Hard Gospel Urges Paramilitary Group to Clarify Position on Arms

The Director of the Church of Ireland's Hard Gospel Project, the Rev Earl Storey, has given a cautious welcome to the announcement last week from a Northern Irish paramilitary group that it will renounce violence.

The Ulster Volunteer Force, a pro-British Protestant organisation, said last week that it was putting arms "beyond reach" and stopping military training. It also said it would "assume a non military, civilianised role".

Rev Storey said that the UVF's decision to stand down represented "significant progress and an important step on a journey" for the organisation but said that its stance on weapons was still "simply not good enough" in a community underpinned by the rule of law.

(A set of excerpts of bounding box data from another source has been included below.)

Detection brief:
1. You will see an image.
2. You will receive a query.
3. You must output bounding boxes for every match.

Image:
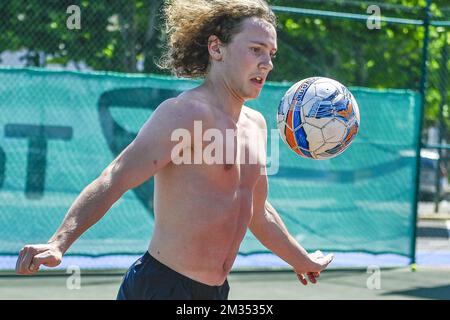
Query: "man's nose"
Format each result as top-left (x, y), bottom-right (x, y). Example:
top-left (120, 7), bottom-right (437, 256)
top-left (260, 57), bottom-right (273, 71)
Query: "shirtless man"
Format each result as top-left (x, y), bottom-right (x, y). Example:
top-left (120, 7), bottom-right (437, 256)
top-left (16, 0), bottom-right (333, 299)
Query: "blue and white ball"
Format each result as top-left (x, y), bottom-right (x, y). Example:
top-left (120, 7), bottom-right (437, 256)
top-left (277, 77), bottom-right (360, 160)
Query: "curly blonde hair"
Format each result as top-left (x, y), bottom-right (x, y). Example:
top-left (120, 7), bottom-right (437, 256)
top-left (159, 0), bottom-right (276, 78)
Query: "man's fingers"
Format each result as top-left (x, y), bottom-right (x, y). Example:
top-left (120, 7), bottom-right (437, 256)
top-left (20, 248), bottom-right (35, 274)
top-left (32, 251), bottom-right (61, 269)
top-left (324, 253), bottom-right (334, 265)
top-left (307, 272), bottom-right (317, 283)
top-left (297, 273), bottom-right (308, 286)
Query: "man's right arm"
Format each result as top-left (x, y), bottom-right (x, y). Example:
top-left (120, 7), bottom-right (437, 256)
top-left (16, 99), bottom-right (201, 275)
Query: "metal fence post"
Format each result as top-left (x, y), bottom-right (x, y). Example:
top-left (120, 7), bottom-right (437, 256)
top-left (411, 0), bottom-right (432, 265)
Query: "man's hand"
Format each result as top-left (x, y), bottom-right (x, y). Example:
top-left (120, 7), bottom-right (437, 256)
top-left (295, 250), bottom-right (333, 286)
top-left (16, 244), bottom-right (62, 275)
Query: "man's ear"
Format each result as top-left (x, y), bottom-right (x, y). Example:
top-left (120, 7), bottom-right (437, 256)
top-left (208, 35), bottom-right (223, 61)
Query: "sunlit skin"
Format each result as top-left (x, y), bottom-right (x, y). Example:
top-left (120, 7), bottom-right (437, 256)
top-left (16, 17), bottom-right (332, 285)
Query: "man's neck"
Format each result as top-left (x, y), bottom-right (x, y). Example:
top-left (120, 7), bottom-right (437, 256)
top-left (200, 77), bottom-right (244, 123)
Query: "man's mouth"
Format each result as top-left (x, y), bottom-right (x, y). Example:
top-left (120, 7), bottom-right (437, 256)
top-left (251, 76), bottom-right (264, 86)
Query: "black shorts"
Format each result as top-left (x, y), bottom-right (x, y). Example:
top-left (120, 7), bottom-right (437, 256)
top-left (117, 252), bottom-right (230, 300)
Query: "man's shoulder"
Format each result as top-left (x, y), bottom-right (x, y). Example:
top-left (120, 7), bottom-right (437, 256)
top-left (158, 95), bottom-right (211, 121)
top-left (242, 106), bottom-right (267, 130)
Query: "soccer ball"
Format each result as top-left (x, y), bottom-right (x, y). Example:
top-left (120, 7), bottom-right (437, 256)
top-left (277, 77), bottom-right (360, 160)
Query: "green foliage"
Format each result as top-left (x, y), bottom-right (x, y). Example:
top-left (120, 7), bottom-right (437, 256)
top-left (0, 0), bottom-right (450, 135)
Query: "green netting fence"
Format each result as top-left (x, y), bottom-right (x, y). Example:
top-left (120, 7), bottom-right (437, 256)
top-left (0, 69), bottom-right (420, 257)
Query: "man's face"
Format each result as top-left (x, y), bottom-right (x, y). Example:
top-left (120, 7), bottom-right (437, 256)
top-left (220, 17), bottom-right (277, 100)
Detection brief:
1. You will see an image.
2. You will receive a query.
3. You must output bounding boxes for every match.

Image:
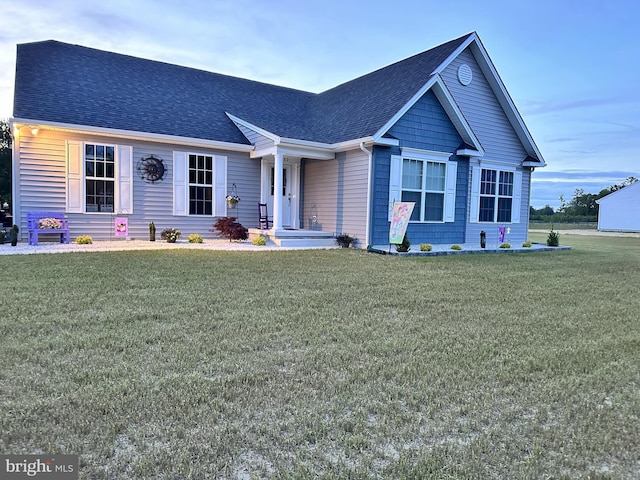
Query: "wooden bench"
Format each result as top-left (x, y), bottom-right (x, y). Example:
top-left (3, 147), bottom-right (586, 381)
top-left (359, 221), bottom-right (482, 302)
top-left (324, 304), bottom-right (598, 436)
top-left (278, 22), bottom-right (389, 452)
top-left (27, 212), bottom-right (69, 245)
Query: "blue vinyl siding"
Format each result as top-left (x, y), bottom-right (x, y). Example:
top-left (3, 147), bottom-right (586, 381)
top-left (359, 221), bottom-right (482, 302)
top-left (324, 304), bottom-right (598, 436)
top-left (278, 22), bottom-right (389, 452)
top-left (371, 92), bottom-right (469, 245)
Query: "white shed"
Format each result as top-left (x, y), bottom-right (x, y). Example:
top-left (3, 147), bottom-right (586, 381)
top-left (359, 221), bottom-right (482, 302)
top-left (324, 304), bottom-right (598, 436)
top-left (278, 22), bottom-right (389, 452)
top-left (598, 182), bottom-right (640, 232)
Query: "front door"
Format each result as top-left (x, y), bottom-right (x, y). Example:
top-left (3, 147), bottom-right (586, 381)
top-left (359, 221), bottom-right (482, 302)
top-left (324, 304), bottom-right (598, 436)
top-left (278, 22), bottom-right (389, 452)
top-left (268, 165), bottom-right (293, 228)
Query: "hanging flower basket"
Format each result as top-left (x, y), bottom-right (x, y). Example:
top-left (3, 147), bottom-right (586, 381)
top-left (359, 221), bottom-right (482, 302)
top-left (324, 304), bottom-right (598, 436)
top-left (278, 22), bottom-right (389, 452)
top-left (226, 195), bottom-right (240, 208)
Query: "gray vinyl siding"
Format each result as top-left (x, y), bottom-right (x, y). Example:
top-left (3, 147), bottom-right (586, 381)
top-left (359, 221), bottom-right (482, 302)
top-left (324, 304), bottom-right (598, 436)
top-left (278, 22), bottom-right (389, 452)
top-left (16, 129), bottom-right (260, 241)
top-left (303, 150), bottom-right (369, 247)
top-left (442, 49), bottom-right (531, 243)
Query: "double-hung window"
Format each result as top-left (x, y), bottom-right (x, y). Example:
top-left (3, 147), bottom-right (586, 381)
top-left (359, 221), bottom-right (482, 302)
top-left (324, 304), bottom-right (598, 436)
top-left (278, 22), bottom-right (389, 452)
top-left (189, 154), bottom-right (213, 215)
top-left (389, 147), bottom-right (458, 223)
top-left (173, 151), bottom-right (227, 217)
top-left (66, 140), bottom-right (133, 214)
top-left (84, 143), bottom-right (115, 213)
top-left (401, 158), bottom-right (447, 222)
top-left (478, 168), bottom-right (515, 223)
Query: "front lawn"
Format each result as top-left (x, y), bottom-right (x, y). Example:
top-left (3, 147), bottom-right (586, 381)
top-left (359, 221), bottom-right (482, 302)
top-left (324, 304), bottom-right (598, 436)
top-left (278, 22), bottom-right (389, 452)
top-left (0, 233), bottom-right (640, 479)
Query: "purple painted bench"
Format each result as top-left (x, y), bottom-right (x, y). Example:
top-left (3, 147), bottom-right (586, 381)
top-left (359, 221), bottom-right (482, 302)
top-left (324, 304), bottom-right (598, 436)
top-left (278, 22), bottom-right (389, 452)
top-left (27, 212), bottom-right (69, 245)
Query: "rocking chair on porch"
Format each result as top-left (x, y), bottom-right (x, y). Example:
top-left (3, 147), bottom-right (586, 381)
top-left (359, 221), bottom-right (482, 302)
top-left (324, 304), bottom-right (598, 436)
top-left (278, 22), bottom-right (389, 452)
top-left (258, 203), bottom-right (272, 230)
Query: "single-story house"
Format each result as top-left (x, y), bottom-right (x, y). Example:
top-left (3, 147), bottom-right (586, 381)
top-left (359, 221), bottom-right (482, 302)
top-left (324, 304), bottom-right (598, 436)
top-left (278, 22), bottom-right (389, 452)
top-left (597, 182), bottom-right (640, 232)
top-left (11, 32), bottom-right (545, 248)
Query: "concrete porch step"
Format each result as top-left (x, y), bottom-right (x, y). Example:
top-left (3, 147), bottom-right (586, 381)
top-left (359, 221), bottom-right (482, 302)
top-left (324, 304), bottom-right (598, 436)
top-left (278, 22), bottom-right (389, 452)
top-left (249, 228), bottom-right (337, 248)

"'Putting weapons beyond use' is an ambiguous phrase at best. It is also unlawful in a democratic country. It is all the more disturbing when there is an implicit threat that dissident republican activity might cause a return to arms," he said.

"Such a threat is completely unacceptable in Northern Ireland, and needs to be withdrawn."

The UVF said in its statement that it had made the decision to renounce violence "in an earnest attempt to augment the return of accountable democracy to the people of Northern Ireland".

Rev Storey responded: "Complying with the law must mean no less than evidence that such activity has ceased."

He also called on the UVF to clarify its position with regard to people who have been threatened or exiled in the past.

"Abiding by the rule of law in this regard will be all the more important given the fatal consequences for 'exiles' who have returned home in the past," he said.

The UVF's statement comes as Ian Paisley's Protestant Democratic Unionists and Gerry Adams' Catholic Sinn Fein prepare to share power in Northern Ireland on 8 May.